Following the defeat of Serbia, Milosevic was abducted by NATO commandos and taken to the Hague for trial for having committed “crimes against humanity.” That the United States, which is not a member of the ICC, was the principal organizer of Milosevic’s trial at the Hague exposed the fraud of the entire enterprise. America had waged war in the Balkans in order to achieve the hegemony of American capitalism over a strategic region. It was her penultimate act in the burial of communism which had begun with the collapse of the Soviet Union in 1988. Her ambitions in the Balkans had nothing to do with “multi-ethnic democracy,” human rights or justice.

Here are some of the feeble excuses offered by NATO officials for the killing of innocent Serbian civilians during the intensive bombing of their country.

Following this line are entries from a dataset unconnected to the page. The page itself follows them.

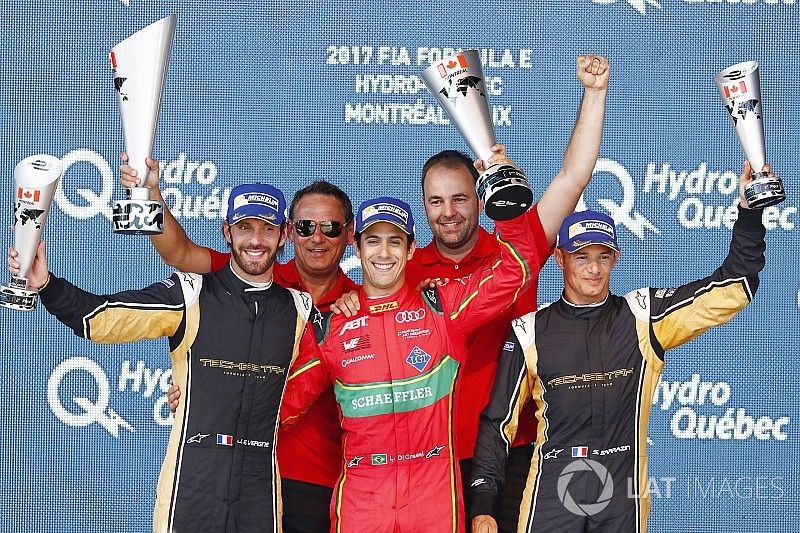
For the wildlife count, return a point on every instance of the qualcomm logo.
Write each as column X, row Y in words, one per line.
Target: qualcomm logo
column 638, row 5
column 622, row 212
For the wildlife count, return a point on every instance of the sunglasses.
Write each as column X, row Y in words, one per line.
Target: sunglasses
column 329, row 228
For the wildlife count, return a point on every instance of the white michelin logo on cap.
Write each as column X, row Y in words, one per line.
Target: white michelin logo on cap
column 255, row 198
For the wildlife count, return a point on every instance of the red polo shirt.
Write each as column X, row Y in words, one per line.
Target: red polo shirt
column 310, row 450
column 476, row 377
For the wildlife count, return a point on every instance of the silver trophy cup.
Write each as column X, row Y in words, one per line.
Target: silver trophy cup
column 139, row 65
column 35, row 181
column 740, row 90
column 458, row 85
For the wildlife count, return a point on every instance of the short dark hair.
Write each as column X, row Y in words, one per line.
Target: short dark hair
column 450, row 159
column 325, row 188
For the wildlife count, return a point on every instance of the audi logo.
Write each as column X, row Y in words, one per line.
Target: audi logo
column 409, row 316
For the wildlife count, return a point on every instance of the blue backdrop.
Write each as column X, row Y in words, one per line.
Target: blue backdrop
column 292, row 91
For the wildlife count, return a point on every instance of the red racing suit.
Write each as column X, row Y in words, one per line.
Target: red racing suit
column 394, row 367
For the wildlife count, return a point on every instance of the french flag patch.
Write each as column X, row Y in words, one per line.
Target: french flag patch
column 577, row 451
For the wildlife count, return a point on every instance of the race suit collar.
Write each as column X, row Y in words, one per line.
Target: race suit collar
column 584, row 311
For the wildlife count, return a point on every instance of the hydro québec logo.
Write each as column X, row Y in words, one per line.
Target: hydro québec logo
column 641, row 6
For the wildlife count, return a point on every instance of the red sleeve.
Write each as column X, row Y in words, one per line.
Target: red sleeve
column 219, row 259
column 543, row 250
column 308, row 378
column 495, row 288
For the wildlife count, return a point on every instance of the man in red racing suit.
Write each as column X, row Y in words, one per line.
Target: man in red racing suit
column 394, row 367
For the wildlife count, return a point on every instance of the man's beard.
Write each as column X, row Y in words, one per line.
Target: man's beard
column 250, row 266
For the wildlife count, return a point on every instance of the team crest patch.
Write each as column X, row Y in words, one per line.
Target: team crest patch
column 418, row 358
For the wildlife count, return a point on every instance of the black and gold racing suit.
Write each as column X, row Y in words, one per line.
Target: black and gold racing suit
column 231, row 346
column 591, row 372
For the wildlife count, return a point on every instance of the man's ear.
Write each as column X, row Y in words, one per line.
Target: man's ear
column 558, row 254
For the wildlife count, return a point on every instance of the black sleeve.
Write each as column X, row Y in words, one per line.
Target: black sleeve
column 149, row 313
column 498, row 427
column 681, row 314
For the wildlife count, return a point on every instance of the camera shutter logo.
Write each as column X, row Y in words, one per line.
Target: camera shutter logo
column 585, row 509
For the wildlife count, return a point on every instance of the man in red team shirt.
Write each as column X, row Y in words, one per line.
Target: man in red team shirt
column 321, row 228
column 460, row 247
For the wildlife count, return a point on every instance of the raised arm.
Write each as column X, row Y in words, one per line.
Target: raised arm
column 493, row 289
column 308, row 376
column 680, row 314
column 156, row 311
column 498, row 428
column 174, row 246
column 580, row 157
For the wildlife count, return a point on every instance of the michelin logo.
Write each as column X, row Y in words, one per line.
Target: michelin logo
column 734, row 423
column 373, row 210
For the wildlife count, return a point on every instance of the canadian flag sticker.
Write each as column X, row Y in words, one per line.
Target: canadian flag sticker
column 734, row 89
column 460, row 61
column 580, row 451
column 28, row 195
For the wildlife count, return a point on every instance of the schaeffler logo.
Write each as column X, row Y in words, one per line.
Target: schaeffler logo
column 99, row 200
column 585, row 509
column 95, row 405
column 638, row 5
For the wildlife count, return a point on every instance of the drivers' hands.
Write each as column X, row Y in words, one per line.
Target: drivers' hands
column 593, row 72
column 173, row 398
column 499, row 156
column 38, row 274
column 484, row 524
column 347, row 304
column 129, row 175
column 746, row 177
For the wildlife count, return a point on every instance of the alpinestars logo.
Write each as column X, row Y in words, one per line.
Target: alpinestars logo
column 638, row 5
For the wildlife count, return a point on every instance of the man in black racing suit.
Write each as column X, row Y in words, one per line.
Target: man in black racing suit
column 591, row 362
column 233, row 335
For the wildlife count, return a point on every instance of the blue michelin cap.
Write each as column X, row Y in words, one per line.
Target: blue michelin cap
column 385, row 209
column 256, row 200
column 587, row 227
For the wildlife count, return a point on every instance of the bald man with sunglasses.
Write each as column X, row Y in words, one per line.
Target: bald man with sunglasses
column 320, row 228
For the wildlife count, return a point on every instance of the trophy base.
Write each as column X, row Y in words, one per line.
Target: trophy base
column 764, row 191
column 505, row 192
column 17, row 298
column 138, row 217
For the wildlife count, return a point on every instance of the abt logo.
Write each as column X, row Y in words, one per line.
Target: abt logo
column 639, row 5
column 353, row 324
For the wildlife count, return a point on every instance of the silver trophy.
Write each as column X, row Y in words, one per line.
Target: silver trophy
column 740, row 90
column 139, row 65
column 35, row 181
column 458, row 84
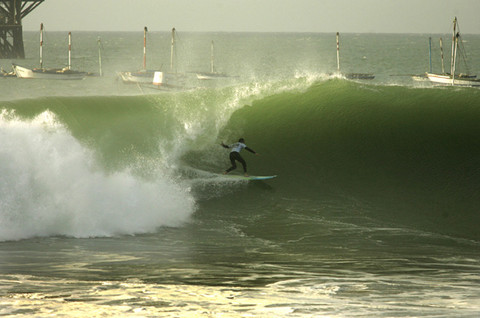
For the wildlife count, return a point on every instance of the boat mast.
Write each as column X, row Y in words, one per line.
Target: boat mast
column 69, row 50
column 145, row 48
column 41, row 45
column 172, row 50
column 452, row 61
column 212, row 69
column 441, row 55
column 430, row 52
column 338, row 53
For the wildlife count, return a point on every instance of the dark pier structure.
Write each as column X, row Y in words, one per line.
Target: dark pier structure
column 11, row 31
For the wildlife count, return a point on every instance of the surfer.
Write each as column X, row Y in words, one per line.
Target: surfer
column 235, row 155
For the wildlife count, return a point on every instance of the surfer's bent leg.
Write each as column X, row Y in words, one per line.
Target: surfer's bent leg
column 232, row 160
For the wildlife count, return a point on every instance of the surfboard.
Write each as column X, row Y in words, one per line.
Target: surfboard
column 232, row 176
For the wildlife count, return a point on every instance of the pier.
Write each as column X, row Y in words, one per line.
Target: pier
column 12, row 13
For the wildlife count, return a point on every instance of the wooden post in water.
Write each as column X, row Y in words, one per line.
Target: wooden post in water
column 69, row 50
column 172, row 50
column 338, row 53
column 99, row 42
column 145, row 48
column 441, row 55
column 41, row 45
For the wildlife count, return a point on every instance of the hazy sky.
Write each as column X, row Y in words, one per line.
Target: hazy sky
column 377, row 16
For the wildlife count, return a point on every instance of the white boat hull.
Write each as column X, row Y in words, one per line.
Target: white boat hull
column 143, row 77
column 169, row 80
column 56, row 74
column 448, row 80
column 210, row 76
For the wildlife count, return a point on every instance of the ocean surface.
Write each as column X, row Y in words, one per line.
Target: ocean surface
column 112, row 203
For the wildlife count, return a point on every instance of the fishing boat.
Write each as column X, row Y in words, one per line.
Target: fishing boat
column 213, row 74
column 452, row 78
column 143, row 75
column 363, row 76
column 65, row 73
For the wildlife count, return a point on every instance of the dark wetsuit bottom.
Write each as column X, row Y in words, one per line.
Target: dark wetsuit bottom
column 235, row 156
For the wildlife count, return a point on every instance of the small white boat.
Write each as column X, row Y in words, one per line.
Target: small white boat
column 171, row 80
column 65, row 73
column 142, row 76
column 452, row 78
column 44, row 73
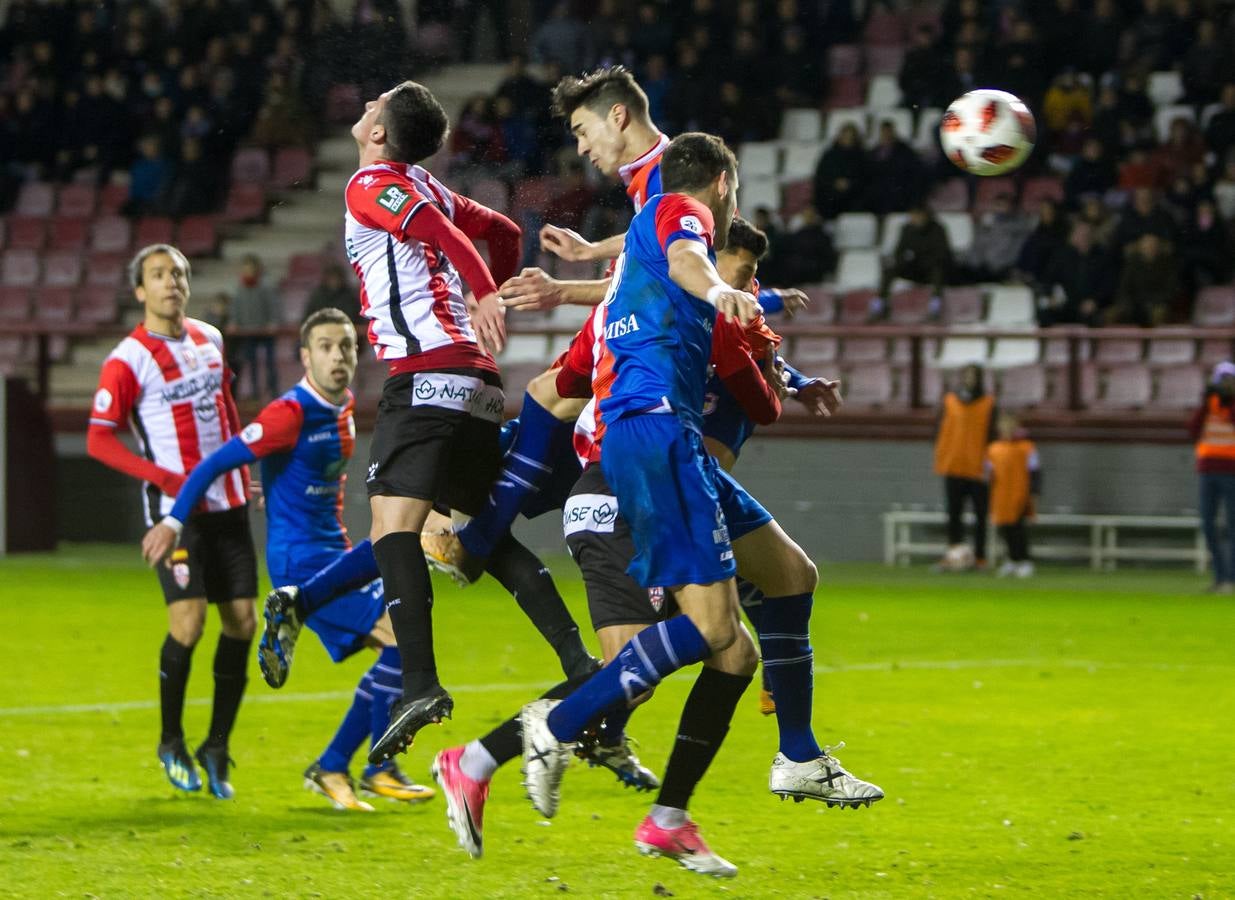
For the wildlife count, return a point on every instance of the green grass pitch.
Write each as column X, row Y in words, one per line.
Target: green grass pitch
column 1068, row 736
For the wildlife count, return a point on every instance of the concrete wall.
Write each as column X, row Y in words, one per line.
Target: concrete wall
column 826, row 494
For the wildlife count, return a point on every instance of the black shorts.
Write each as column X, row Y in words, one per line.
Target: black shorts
column 215, row 559
column 599, row 541
column 437, row 438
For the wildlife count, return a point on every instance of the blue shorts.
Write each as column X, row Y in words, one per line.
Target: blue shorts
column 667, row 489
column 345, row 622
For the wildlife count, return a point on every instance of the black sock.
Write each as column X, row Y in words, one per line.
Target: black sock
column 231, row 675
column 173, row 678
column 409, row 596
column 704, row 724
column 521, row 573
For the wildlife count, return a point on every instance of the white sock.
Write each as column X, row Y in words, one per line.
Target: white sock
column 668, row 816
column 477, row 763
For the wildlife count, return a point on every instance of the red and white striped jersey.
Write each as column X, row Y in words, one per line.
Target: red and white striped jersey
column 410, row 291
column 171, row 391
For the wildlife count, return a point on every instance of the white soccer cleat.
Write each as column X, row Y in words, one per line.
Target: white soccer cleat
column 820, row 779
column 545, row 757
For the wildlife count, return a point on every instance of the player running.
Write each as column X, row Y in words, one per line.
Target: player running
column 169, row 383
column 305, row 440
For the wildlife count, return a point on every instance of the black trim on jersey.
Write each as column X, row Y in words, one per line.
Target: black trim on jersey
column 400, row 324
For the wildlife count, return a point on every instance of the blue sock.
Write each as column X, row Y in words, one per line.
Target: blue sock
column 387, row 674
column 351, row 570
column 789, row 666
column 352, row 730
column 540, row 438
column 651, row 656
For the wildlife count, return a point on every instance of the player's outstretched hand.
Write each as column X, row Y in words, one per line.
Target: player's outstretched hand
column 158, row 543
column 531, row 290
column 819, row 395
column 489, row 324
column 566, row 243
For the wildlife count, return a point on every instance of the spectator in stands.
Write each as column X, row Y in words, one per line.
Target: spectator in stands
column 1080, row 282
column 255, row 305
column 1213, row 432
column 923, row 253
column 997, row 242
column 841, row 174
column 335, row 291
column 1149, row 287
column 966, row 427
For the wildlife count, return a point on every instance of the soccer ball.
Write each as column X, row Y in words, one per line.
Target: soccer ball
column 987, row 132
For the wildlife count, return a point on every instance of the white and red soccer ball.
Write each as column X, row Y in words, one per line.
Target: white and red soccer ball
column 987, row 132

“The pilot attacked what he believed to be military vehicles,” said Shea, spokesman for NATO, as reported on April 15 1999, by the BBC. “He dropped his bomb in good faith, as you would expect of a trained pilot from a democratic country…..The bomb destroyed the lead vehicle which we now believe to have been a civilian vehicle.”

“NATO deeply regrets” the death of five people when missiles fell 600 metres short of their target and hit residences in the mining town of Aleksinac on April 5.

“NATO deeply regrets” the death of at least ten people when NATO jets hit a Yugoslav passenger train travelling from Belgrade to Salonika on a bridge near Leskovac on April 12.

“NATO deeply regrets” the deaths of 80 people which occurred when NATO attacked two refugee columns in Western Kosovo on April 14.

“NATO deeply regrets” the death of twenty civilians which occurred when a laser-guided bomb lost its target lock over Surdulica on April 27.

“NATO deeply regrets,” the deaths of 39 civilians killed when a NATO missile hit a bus crossing a bridge at Luzane on May 1.

The question is: were these not atrocities against innocent Serbians crimes against humanity? After all, all these victims were not military threats to the cowardly NATO fight pilots who were bombing them from a safe distance of 2000 feet high! And if they were war crimes, why has the ICC never bothered to mount a prosecution against the Western leaders who were ultimately responsible for their commission? After all if Milosevic committed any war crimes, he did it before July 2002. One can only come up with one conclusion: that at the Hague there is one law for powerful leaders of the West and another for the feeble leaders of other nations.